Powerline asks the impossible question and then puts forth this list of finalists:
Hawthorne, The Scarlet Letter
Melville, Moby-Dick
Stowe, Uncle Tom's Cabin
James, Portrait of a Lady
Twain, Huckleberry Finn
Cather, My Antonia
Wharton, The Age of Innocence
Fitzgerald, The Great Gatsby
Hemingway, A Farewell to Arms
Faulkner, The Sound and the Fury
Warren, All the King's Men
Bellow, The Adventures of Augie March
Ellison, Invisible Man
Chandler, The Long Goodbye
Bradbury, Fahrenheit 451
Updike, Rabbit, Run
Barth, The Sot-Weed Factor
Heller, Catch-22
Lee, To Kill A Mockingbird
Nabokov, Pale Fire
Roth, The Great American Novel
I've read the bolded entries. I've read books by all the authors except Stowe.

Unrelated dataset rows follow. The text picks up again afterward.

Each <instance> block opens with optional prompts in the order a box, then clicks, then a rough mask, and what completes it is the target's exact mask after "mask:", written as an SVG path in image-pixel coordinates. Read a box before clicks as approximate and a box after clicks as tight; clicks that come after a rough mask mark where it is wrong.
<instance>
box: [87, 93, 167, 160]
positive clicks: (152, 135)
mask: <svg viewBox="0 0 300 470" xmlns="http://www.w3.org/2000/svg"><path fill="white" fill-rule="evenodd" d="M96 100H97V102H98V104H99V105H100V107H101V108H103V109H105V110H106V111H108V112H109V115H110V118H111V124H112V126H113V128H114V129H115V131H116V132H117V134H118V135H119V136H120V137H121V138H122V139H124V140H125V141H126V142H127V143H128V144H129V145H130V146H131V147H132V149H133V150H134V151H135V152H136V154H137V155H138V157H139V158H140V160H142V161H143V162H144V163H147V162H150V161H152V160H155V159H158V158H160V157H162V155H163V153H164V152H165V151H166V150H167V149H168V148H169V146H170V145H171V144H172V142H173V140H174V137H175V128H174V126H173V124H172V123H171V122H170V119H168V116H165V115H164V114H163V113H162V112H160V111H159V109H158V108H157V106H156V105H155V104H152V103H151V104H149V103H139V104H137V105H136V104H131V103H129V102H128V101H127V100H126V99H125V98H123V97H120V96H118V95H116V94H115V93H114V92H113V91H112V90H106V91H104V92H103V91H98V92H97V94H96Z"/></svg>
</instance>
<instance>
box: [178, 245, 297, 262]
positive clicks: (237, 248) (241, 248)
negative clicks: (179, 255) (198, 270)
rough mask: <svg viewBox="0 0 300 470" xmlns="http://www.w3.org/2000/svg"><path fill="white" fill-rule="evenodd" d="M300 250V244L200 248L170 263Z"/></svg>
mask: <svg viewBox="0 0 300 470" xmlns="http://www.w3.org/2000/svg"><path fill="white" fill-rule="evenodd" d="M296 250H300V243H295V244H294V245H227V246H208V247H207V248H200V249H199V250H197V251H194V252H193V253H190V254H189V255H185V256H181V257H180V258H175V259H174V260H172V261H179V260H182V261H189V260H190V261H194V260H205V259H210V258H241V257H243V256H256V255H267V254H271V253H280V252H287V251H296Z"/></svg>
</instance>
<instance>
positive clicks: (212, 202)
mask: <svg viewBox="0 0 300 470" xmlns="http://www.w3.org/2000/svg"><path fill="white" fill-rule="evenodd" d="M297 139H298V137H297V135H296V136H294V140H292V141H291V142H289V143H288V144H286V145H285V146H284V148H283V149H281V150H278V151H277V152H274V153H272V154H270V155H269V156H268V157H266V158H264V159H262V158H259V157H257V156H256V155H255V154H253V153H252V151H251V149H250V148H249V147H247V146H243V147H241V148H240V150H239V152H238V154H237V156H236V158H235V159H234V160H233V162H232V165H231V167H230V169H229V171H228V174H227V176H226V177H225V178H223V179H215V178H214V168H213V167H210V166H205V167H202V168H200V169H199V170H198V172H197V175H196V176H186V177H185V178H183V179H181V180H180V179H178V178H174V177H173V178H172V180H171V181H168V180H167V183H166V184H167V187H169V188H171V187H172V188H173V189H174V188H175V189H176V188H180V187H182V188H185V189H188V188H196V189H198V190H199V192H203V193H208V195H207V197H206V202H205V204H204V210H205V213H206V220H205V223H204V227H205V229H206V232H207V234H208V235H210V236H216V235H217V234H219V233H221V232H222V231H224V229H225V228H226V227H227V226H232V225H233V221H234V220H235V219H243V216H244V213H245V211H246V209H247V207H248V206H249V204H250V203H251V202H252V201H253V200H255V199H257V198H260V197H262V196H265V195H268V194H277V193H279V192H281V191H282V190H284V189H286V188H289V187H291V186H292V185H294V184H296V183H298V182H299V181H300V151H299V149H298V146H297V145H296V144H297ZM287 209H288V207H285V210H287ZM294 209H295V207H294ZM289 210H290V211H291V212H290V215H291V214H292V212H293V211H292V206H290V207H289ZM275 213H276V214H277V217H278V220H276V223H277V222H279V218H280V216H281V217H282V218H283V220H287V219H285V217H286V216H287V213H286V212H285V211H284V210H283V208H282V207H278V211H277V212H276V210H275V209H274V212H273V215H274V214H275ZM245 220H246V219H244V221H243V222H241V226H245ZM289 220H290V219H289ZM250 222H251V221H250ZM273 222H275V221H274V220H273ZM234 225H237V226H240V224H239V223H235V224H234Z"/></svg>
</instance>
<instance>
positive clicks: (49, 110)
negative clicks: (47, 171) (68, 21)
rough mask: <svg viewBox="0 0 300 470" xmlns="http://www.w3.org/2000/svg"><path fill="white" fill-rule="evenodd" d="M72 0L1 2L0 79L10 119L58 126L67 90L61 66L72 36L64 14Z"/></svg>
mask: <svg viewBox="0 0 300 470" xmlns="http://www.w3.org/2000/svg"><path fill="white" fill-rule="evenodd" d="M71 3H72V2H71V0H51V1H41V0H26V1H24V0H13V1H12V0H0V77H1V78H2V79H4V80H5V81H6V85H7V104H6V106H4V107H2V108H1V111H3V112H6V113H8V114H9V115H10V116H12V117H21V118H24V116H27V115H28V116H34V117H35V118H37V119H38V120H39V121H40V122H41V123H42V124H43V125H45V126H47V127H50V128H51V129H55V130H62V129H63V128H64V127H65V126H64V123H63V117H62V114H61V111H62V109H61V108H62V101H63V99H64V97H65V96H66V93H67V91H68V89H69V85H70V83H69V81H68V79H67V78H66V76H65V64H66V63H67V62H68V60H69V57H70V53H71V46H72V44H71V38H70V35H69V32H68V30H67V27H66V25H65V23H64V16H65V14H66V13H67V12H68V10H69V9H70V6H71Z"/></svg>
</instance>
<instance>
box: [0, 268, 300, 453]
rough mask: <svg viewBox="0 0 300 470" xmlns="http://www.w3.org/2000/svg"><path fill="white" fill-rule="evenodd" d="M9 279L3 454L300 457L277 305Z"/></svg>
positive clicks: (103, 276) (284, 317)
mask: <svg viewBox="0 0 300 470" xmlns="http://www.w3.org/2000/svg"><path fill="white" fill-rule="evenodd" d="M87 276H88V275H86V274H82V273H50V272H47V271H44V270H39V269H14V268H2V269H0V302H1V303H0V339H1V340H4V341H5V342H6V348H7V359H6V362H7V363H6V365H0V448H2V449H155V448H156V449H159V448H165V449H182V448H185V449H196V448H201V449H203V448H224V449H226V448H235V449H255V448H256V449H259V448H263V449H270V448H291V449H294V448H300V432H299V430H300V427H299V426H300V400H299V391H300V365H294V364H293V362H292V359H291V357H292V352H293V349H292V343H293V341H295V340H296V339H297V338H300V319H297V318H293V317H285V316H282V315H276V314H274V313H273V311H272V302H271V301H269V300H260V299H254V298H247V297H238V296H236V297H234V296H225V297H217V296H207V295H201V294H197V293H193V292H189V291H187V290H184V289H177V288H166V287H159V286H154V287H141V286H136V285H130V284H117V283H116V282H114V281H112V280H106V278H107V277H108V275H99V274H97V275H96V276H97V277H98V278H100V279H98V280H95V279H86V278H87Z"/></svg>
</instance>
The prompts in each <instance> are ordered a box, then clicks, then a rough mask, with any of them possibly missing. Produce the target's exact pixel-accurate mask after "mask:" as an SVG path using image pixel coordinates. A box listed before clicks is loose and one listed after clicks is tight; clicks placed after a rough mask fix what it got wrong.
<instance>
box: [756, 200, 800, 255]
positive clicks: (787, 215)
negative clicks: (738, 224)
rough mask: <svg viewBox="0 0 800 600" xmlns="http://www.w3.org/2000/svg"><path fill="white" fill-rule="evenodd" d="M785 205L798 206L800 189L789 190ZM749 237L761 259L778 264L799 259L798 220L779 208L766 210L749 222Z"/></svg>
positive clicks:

Okay, here are my thoughts:
* Nabokov is Russian, so he doesn't count.
*
Rabbit, Run is the worst novel ever written and possibly that could ever be written; sucks so badly that there simply are no words for its badness.
*
The Age of Innocence isn't even Edith Wharton's best novel,
The House of Mirth is.
* Harper Lee's book was probably written by Truman Capote.
* We all love Raymond Chandler, but seriously, what's he doing on the list?
*
The Sound and the Fury is over-rated and is obsessed with some weird shit about Quentin's sister's panties; the real work in the Quentin oeuvre is
Absalom, Absalom.
*
Huckleberry Finn is great for a while, but suffers from a cop-out ending, where Twain lost his nerve.Sorry. Jim dies at the end.
*
Moby Dick is a Hardy Boys' story, but is useful in pointing out the horror of 19th Century whaling. It only has a reputation because New Critics such as T.S. Eliot needed Melville's book to make some damned point or the other. The books to read are Benito Cereno and Billy Budd.
*
A Farewell to Arms has aged poorly, reads like a parody of Hemingway, and is NOT EVEN SET IN THE UNITED STATES! The plot is as follows: "Catherine Barkley was hot. I bent her over the end table. She got pregnant. The war continued. She died. My kid died. I walked back to the hotel in the rain." If you want Hemingway,
In Our Time is the book, although not a novel. Hemingway's one decent novel,
The Sun Also Rises, also is not an American novel.
* Henry James? He loses points for feeling inferior as an American.
* Philip Roth. Portnoy's Complaint and Goodbye, Columbus. In fairness here, I haven't read
The Great American Novel.
*
Catch-22 is great, but loses points for nearly destroying my life with its excessive cynicism (not a book to read when you're a teenager).
* Hawthorne?
Young Goodman Brown is enough.
* Nathaniel West,
Miss Lonelyhearts and
The Day of the Locust should be added.
* Ditto something by Nelson Algren.
*
The Sot-Weed Factor is a great choice and one of the funniest, best-written books ever. Set aside a month and check it out.
The correct answer to the question is
Gatsby. It's the great American novel, and the best written.
My Antonia is up there, too, and a great counterweight to Gatsby (as is Cather's
Neighbor Rosicky) and I was pleased to see it on the list.
The Day of the Locust is the best book about Hollywood.
FWIW. YMMV.
BTW, over at Powerline, some people were suggesting
Atlas Shrugged. Okay, I've read it. Rand's prose sucks. No other way around it.